Question 2. Given $\rho:G\rightarrow GL(V)$ a representation of $G$, if $\rho^*:G\rightarrow GL(V^*)$ satisfies above consistency, then I want to deduce that $$\rho^*(g)=\rho(g^{-1})^*.$$ How to do this?
Here $\rho(G^{-1})^*$ is understood as follows: if $T:V\rightarrow W$ is a linear transformation then it induces a linear transformation on duals $T^*:W^*\rightarrow V^*$, $T^*(f)=f\circ T$. So for linear transformation $\rho(g^{-1})$ its dual transformation is $\rho(g^{-1})^*$. I know that $(T\circ S)^*=S^*\circ T^*$.
(I was trying to do exercise (2) with help of some commutative diagrams, but I confused too in above complexity; can one make it clear and elegant; one may put hints or small-small exercises instead of answers)
Answer 1: Usually, there can be many actions of $G$ on the dual space $V^*$. It is a good starting point if you require your action on the dual space to have some connection to the original action, and in many cases this type of definition will help you translate problems from the space $V$ to its dual.
This is a very general phenomenon in math. Think for example on the definition of a vector space - it has the structure of an additive group, and also there is a field that acts on it. The structure of the vector space starts to make sense only when you assume that these two structures interrelate using the distributive axiom.
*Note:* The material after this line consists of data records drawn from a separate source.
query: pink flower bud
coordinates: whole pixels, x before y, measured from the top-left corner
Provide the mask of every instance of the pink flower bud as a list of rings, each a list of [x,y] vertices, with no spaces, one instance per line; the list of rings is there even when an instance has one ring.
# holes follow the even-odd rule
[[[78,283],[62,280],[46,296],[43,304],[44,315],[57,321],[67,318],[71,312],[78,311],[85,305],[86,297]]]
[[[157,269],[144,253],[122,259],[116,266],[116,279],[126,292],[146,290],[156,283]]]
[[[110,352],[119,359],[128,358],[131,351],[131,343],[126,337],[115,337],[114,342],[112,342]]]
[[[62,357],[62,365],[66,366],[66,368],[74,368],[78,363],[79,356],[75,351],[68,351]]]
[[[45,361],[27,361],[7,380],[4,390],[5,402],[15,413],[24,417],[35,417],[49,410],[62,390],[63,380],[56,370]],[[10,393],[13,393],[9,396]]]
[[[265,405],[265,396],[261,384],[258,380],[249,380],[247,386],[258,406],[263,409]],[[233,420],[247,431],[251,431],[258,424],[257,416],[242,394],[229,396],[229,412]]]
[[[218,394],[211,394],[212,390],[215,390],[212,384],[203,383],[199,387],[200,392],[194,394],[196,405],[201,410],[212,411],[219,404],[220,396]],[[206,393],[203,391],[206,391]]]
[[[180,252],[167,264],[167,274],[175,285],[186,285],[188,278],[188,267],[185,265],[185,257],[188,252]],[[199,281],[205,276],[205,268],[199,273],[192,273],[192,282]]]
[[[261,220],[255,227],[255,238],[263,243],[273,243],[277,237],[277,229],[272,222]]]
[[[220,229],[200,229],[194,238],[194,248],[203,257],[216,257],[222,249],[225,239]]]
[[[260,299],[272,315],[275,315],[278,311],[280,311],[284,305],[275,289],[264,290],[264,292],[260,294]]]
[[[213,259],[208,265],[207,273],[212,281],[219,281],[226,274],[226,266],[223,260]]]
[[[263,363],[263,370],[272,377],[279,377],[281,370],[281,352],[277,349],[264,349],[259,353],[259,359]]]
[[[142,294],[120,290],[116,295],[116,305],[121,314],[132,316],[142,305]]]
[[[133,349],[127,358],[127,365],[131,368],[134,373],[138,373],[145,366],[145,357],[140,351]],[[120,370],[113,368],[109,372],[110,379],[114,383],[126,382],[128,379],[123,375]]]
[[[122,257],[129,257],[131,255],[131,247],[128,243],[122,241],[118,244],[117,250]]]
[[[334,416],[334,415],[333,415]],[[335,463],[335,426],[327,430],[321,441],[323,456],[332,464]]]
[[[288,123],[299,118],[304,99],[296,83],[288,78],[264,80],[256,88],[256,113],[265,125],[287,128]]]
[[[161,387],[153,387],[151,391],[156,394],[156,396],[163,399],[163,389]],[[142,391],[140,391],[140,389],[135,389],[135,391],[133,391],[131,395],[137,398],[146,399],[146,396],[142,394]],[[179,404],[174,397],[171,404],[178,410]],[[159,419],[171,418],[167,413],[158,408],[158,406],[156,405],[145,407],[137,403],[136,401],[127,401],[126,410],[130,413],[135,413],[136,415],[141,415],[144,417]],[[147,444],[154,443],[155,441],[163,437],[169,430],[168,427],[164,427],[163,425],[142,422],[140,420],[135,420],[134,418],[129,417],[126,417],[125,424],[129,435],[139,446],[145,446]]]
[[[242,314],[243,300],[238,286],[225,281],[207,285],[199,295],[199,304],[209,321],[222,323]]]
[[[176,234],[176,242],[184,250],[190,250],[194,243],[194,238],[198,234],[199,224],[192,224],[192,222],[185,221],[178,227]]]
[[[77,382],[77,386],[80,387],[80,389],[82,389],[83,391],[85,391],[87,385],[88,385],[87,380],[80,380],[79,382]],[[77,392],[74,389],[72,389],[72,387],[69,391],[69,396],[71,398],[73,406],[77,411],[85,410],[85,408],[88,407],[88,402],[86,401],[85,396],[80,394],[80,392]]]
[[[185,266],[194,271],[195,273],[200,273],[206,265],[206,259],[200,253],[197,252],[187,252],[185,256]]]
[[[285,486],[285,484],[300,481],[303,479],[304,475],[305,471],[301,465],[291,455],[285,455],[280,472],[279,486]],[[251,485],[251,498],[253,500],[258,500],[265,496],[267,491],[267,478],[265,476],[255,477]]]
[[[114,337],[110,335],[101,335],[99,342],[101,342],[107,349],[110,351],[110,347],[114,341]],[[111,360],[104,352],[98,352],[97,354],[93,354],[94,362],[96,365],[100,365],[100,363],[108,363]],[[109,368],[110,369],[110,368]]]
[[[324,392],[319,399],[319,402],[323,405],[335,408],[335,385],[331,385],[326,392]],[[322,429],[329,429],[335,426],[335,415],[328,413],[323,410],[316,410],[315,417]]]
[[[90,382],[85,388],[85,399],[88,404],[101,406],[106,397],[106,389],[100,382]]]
Other such examples are rings with the distributive axiom which connects the multiplicative and additive operations, the real numbers with their algebraic operations of addition and multiplication being continuous which is a topological property and you can find many more examples.
Answer 2: both $\rho^*(g)$ and $\rho(g^{-1})^*$ are linear transformation on the dual space $V^*$, so the equality between them is equivalent to $\rho^*(g)(\phi)=\rho(g^{-1})^*(\phi)$ for any functional $\phi$ which is equivalent (by the definition of the dual space) to $$\langle\rho^*(g)(\phi),v\rangle=\langle\rho(g^{-1})^*(\phi),v\rangle.$$ Try to show that this is true.